I’m also very fond of the way you play with silence, voice and music throughout the film which comes and goes in waves, creating this uncanny feeling of constant change. Where does the music come from? Do you usually work with audio in this way?

Bruno

The main track comes from a recording of a performance called ‘El Regreso’ performed by Guaya Milán, Onofre Montenegro and Patrick Germanier at the 9° Bienal of Lanzarote (2017/18). I think you’re right, it’s definitely a piece that’s concerned with change; as a project it aimed to reflect on the ‘island’s process of transformation, with the installation of powerful technology to accommodate the growing number of temporary visitors’. I like it because I feel it contains both the pulsating excitement of the promise of a shiny new start, but also the contradicting undercurrents of warning beneath:

'All this is taking place at the bottom of the energetic power plant, eternally running, releasing its toxic smoke day and night, to feed artificial lights and freezers, to satisfy the huge demand in drinking water, extracted and filtered in its entirety by the sea'

musicians performing
Las Conejeras performing 'El Regreso'

And the second song is by a canarian timple player who I first met in a tele-club (a small community restaurant), where he was singing about a series of natural springs that Canarian farmers used to take their goats over 70 years ago: three small puddles the size of a plate which would give water to 22 goats and 32 lambs.
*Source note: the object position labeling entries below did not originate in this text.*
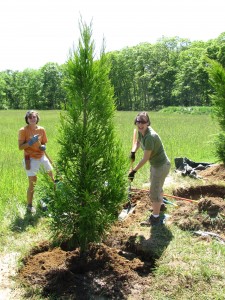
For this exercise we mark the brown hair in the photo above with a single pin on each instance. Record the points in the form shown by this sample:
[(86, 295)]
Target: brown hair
[(30, 112), (143, 116)]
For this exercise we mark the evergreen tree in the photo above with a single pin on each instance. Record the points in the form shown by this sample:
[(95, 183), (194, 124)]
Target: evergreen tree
[(91, 162)]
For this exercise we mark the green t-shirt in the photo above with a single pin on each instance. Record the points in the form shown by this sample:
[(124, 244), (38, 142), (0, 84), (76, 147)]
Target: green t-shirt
[(151, 141)]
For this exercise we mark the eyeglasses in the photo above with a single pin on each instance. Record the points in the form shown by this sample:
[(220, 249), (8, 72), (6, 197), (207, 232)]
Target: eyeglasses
[(140, 122)]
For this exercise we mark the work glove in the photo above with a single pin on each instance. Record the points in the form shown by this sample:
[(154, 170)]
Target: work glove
[(42, 147), (131, 175), (132, 156), (33, 140)]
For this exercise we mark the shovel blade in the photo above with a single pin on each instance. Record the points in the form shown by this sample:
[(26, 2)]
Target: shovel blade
[(125, 212)]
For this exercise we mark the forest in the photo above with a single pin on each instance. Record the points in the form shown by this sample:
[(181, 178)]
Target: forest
[(171, 72)]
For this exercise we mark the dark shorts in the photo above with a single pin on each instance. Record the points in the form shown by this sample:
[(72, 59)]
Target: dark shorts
[(157, 179)]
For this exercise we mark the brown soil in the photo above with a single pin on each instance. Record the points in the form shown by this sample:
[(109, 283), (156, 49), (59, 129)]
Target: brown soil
[(121, 266)]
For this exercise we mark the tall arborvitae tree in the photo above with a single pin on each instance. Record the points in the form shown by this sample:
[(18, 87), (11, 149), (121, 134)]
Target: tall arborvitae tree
[(217, 80), (91, 162)]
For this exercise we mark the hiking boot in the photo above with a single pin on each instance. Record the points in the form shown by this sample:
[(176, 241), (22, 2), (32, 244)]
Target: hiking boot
[(151, 221), (163, 207), (31, 209)]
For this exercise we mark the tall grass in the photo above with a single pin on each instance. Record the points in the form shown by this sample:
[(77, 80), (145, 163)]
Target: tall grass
[(183, 136), (188, 269)]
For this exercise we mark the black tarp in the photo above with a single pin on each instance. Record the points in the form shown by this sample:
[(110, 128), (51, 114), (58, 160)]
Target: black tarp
[(188, 167)]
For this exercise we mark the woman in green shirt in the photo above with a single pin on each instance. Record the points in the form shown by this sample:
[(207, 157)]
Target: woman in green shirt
[(154, 152)]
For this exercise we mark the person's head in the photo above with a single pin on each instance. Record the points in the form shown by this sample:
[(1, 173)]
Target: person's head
[(142, 118), (32, 115)]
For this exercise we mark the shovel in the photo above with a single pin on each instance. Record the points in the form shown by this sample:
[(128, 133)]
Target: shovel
[(129, 206)]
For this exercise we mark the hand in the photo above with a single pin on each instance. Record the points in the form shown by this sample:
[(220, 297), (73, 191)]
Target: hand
[(42, 147), (33, 140), (132, 156), (131, 175)]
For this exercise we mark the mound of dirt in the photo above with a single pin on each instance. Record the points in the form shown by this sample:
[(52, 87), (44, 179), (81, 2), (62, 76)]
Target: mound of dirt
[(214, 173), (121, 266)]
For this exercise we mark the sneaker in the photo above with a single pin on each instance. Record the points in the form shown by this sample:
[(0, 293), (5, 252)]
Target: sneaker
[(151, 221), (31, 209)]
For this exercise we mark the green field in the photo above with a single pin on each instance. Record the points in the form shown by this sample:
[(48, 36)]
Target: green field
[(188, 136), (183, 136)]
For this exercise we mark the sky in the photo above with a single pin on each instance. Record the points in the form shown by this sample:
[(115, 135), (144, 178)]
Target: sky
[(35, 32)]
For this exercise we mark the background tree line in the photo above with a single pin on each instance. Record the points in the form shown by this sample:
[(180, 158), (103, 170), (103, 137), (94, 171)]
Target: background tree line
[(171, 72)]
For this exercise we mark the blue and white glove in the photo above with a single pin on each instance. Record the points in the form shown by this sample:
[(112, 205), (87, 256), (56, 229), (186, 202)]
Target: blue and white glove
[(33, 140), (42, 147)]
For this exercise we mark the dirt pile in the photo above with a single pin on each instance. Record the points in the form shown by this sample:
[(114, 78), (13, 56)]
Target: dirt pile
[(121, 266)]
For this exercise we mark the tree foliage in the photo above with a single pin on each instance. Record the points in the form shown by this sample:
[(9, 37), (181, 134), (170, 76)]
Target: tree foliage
[(170, 72), (91, 162)]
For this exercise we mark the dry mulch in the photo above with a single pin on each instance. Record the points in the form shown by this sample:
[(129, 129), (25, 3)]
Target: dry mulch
[(121, 266)]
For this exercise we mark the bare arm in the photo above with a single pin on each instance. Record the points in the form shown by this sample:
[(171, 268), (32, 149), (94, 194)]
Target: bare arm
[(136, 146), (22, 145)]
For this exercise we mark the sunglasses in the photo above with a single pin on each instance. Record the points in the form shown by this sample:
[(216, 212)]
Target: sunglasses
[(140, 122)]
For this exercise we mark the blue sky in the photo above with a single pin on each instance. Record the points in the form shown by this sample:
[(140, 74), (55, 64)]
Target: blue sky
[(34, 32)]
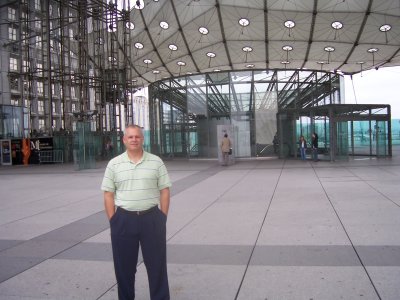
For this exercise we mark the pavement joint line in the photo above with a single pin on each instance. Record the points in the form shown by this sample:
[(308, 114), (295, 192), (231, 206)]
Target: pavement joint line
[(378, 191), (348, 236), (258, 234), (203, 174)]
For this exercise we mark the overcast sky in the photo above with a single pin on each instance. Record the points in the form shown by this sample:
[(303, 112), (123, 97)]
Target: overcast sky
[(375, 87)]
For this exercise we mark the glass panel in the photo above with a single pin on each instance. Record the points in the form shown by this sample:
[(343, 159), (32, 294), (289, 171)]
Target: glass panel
[(263, 75), (196, 80), (381, 138), (362, 138), (218, 78), (285, 75), (241, 76), (265, 120), (84, 150), (241, 97), (196, 101), (342, 146)]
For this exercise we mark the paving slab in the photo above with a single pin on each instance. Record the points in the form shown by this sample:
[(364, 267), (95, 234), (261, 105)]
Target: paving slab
[(257, 229)]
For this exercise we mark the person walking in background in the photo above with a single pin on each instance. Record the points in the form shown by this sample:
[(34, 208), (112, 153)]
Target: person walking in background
[(303, 147), (226, 146), (314, 145), (134, 184)]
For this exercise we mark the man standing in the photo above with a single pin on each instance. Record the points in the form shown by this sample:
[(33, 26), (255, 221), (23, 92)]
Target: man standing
[(134, 184), (225, 148)]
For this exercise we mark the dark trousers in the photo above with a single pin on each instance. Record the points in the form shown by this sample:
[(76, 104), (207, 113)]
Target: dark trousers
[(128, 231)]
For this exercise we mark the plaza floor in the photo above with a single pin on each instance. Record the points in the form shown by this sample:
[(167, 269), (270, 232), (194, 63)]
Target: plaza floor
[(258, 229)]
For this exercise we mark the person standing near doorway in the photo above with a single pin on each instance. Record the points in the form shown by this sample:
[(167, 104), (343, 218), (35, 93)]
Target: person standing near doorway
[(303, 147), (136, 199), (314, 145), (226, 146)]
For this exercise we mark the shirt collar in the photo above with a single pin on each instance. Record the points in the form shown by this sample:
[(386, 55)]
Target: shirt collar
[(127, 159)]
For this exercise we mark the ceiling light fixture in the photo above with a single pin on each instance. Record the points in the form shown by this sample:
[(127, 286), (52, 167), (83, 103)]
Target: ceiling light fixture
[(247, 50), (337, 26), (130, 25), (287, 48), (180, 64), (244, 22), (289, 24), (164, 25), (360, 63), (210, 55), (385, 28), (139, 4), (373, 51), (329, 49), (203, 30), (173, 47), (139, 46)]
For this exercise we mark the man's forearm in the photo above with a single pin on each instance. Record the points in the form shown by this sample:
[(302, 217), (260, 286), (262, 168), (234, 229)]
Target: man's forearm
[(164, 200), (109, 204)]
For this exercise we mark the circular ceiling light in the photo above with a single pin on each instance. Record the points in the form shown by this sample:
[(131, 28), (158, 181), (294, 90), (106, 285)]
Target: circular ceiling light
[(139, 4), (130, 25), (287, 48), (247, 49), (244, 22), (99, 41), (385, 28), (112, 27), (173, 47), (139, 45), (289, 24), (337, 25), (329, 49), (203, 30), (164, 25)]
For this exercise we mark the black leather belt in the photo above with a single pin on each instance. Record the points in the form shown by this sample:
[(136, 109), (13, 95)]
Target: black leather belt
[(138, 212)]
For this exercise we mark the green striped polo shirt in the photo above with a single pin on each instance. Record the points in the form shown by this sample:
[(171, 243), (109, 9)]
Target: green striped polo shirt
[(136, 186)]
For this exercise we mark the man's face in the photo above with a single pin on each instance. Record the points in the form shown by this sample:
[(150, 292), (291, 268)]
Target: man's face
[(133, 139)]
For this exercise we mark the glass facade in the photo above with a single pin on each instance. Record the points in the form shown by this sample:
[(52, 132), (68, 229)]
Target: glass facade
[(185, 111), (268, 110)]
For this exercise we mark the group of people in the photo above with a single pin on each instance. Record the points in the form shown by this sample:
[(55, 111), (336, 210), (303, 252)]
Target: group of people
[(314, 147)]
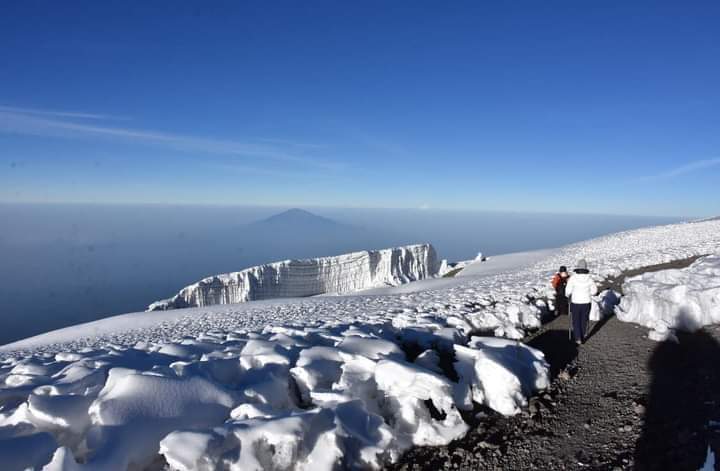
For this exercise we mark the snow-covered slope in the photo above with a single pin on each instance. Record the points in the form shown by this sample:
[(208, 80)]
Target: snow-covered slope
[(684, 299), (297, 278), (323, 382)]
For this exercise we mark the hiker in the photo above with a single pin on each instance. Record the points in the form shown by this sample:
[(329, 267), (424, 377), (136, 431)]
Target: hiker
[(580, 289), (559, 282)]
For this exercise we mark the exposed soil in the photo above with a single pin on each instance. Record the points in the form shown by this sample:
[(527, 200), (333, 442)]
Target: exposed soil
[(620, 401)]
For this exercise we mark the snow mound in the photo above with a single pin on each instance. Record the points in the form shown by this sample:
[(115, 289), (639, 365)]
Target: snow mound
[(322, 382), (679, 299), (310, 277), (329, 397)]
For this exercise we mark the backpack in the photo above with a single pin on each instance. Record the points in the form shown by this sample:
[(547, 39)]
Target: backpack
[(558, 284)]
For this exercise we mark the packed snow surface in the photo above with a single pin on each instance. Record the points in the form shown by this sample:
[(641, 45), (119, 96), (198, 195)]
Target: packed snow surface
[(321, 383), (680, 299), (297, 278)]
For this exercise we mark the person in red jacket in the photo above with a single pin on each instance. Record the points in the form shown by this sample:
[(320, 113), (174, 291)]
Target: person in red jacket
[(559, 281)]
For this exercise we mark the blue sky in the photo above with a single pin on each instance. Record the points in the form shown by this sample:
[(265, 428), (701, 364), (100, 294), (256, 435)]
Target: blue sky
[(608, 107)]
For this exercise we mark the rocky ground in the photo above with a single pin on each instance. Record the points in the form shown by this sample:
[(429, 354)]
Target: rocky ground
[(620, 401)]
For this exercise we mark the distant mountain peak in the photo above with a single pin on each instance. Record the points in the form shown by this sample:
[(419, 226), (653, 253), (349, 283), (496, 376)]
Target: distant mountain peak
[(295, 216)]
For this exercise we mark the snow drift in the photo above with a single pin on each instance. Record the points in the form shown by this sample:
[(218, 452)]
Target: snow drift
[(340, 397), (309, 277), (678, 299), (323, 382)]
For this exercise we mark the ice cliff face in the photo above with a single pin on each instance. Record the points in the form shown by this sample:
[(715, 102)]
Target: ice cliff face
[(297, 278)]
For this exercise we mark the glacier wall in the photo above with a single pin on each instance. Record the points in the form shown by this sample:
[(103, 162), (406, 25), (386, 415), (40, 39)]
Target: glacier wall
[(298, 278)]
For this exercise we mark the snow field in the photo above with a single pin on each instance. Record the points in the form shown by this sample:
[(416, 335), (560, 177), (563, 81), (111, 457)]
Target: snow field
[(344, 396), (348, 381), (680, 299)]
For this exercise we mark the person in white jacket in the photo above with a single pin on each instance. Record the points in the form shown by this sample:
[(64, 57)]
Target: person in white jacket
[(580, 289)]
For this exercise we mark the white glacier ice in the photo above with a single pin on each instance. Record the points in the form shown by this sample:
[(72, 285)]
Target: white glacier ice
[(310, 277), (679, 299), (300, 383)]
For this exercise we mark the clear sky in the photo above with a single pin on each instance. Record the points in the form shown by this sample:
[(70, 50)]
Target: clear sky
[(578, 106)]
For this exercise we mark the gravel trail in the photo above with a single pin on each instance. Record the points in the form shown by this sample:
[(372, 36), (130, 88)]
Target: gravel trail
[(620, 401)]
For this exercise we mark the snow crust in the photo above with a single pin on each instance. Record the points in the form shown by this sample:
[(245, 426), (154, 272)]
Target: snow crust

The lyrics of this song in particular translate roughly as: ‘it is a despair to me to see my countryman plough / it is a waste for me to see my countryman cry / looking at the sky to see if his hat gets wet / and go out / to his dreams.’ 

Which I would put together with Caliban’s lines: ‘in dreaming, / The clouds methought would open, and show riches / Ready to drop upon me; that, when I waked, / I cried to dream again.’ With it I’m simply trying to provide the audience an alternative perspective; a glimpse of the beauty of the culture of water before the installation of the desalination plant in 1965.